Occasionally Jodie found that her hands hurt so much she couldn’t use her computer to keyboard in data she needed to complete reports. She thought she had carpal tunnel syndrome but the doctor told her no and prescribed some muscle relaxants and pain medication. Now Jodie was taking medications to sleep, relax muscles and control pain, but she wasn’t noticing any improvement.

Don’t Touch Me!

One morning Jodie woke up to find that simply touching her skin caused pain. There was chronic pain all over her body, but with any contact or pressure on her skin a sharp, shooting pain occurred. There was no swelling or redness and she didn’t have a fever, but it was like she had the flu. Her hands were so stiff she couldn’t bend her fingers without effort and sitting for more than a few minutes resulted in incredible stiffness and pain when she stood. She couldn’t drive, she couldn’t type and, because of her increased loss of time at work she couldn’t continue on in a management role. While she was able to continue to work, it was on a part time basis, a far cry from her dream job. Depression was obvious. She couldn’t work, didn’t want to go out of the house, and didn’t even want to talk to people that couldn’t relate to the reality of the pain and loss of quality of life she was experiencing.

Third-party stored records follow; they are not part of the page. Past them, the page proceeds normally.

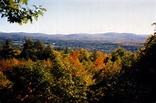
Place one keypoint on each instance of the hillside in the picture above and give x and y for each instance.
(105, 41)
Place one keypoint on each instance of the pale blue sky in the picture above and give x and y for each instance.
(90, 16)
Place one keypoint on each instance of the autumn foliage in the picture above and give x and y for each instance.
(39, 73)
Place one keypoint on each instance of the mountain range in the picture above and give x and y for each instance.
(108, 37)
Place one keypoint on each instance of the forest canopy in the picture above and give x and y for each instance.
(39, 73)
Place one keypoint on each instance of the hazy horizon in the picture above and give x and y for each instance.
(90, 16)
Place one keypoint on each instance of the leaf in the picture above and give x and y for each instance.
(24, 2)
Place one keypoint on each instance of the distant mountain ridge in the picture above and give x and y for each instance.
(109, 37)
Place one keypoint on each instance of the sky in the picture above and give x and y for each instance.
(90, 16)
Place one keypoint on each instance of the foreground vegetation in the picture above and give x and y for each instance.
(39, 74)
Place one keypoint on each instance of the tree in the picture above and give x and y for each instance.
(18, 11)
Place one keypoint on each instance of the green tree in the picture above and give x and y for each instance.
(27, 51)
(18, 11)
(7, 50)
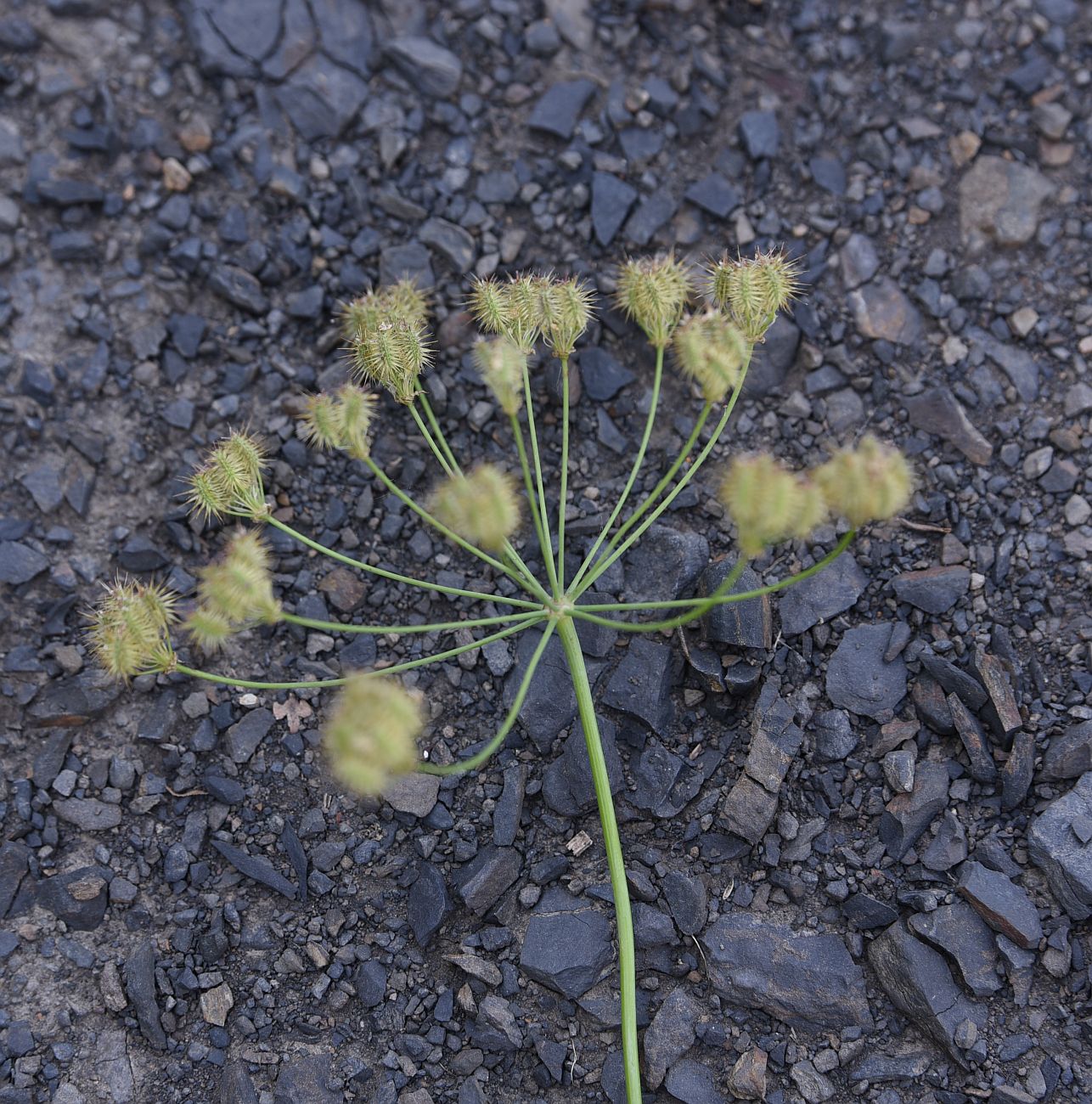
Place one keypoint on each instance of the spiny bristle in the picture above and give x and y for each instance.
(129, 630)
(712, 352)
(501, 363)
(870, 482)
(768, 503)
(371, 735)
(654, 291)
(481, 507)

Talking to her doctor got her nowhere, so she went to a neurologist and a rheumatologist, both of whom disagreed on the problem. She was prescribed multiple drugs including pain killers, cortisone shots, physical therapy, strong sleep medications and even medications for depression. She felt terrible all the time, constantly in pain and constantly exhausted. Her therapist had also put her on an antidepressant which made her tired and irritable, further increasing her feelings of isolation.

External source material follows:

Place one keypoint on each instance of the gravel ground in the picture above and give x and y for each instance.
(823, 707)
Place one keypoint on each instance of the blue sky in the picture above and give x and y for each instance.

Finally, about three years later, Jodie found a professional that could help. She went to a doctor that was a pain management specialist that diagnosed her with fibromyalgia. Using a combination of treatment options including massage therapy, diet and exercise, drug therapies and counseling for depression a treatment team developed a strategy to help her manage the fibromyalgia.

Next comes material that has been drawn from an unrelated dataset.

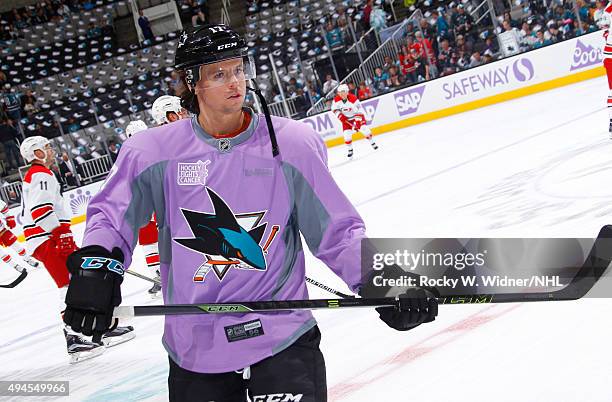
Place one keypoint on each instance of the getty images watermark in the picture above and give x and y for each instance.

The Reality of Fibromyalgia

Unfortunately, for most patients, the average time from the onset of symptoms until diagnosis is 2.3 years.  In a European study it was found that approximately 22% of people prior to diagnosis could not continue to work and another 25% could not work full time. In addition to the huge delay in diagnosis patients also reported presenting information on their condition to an average of 3.7 physicians before a diagnosis was made. 1

Often fibromyalgia occurs when people are in times of increased stress and when that stress tends to be long term. Why stress is such a factor in some people and not in others is not clearly understood, but researches now believe that a genetic predisposition must be present in addition to the environmental stress in order to make the brain chemistry changes that are associated with a diagnosis of fibromyalgia. This genetic predisposition may be in mutated genes, polymorphisms, that become problematic when high levels of stress hormones and brain chemicals are present. 2

Many patients, like Jodie, are also fighting depression at the same time they are dealing with devastating pain. Also like others, Jodie’s physician and therapist failed to use the fibromyalgia screening tools available that would have helped them identify the syndrome early, preventing the pain, depression and loss of quality of life that she experienced. 3

References

1 Choy, E., Perrot, S., Leon, t., Teresa, et al. (2010). A patient survey of the impact of fibromyalgia and the journey to diagnosis. BMC Health Services Research

2 Buskila, D., Sarzi-Puttini, P., & Ablin, J. (2007). The Genetics of Fibromyalgia Syndrome. Pharmacogenomics , 67-74.

3 Goldenberg, D. L. (2009). Diagnosis and Differential Diagnosis of Fibromyalgia. The American Journal of Medicine , S14-S21.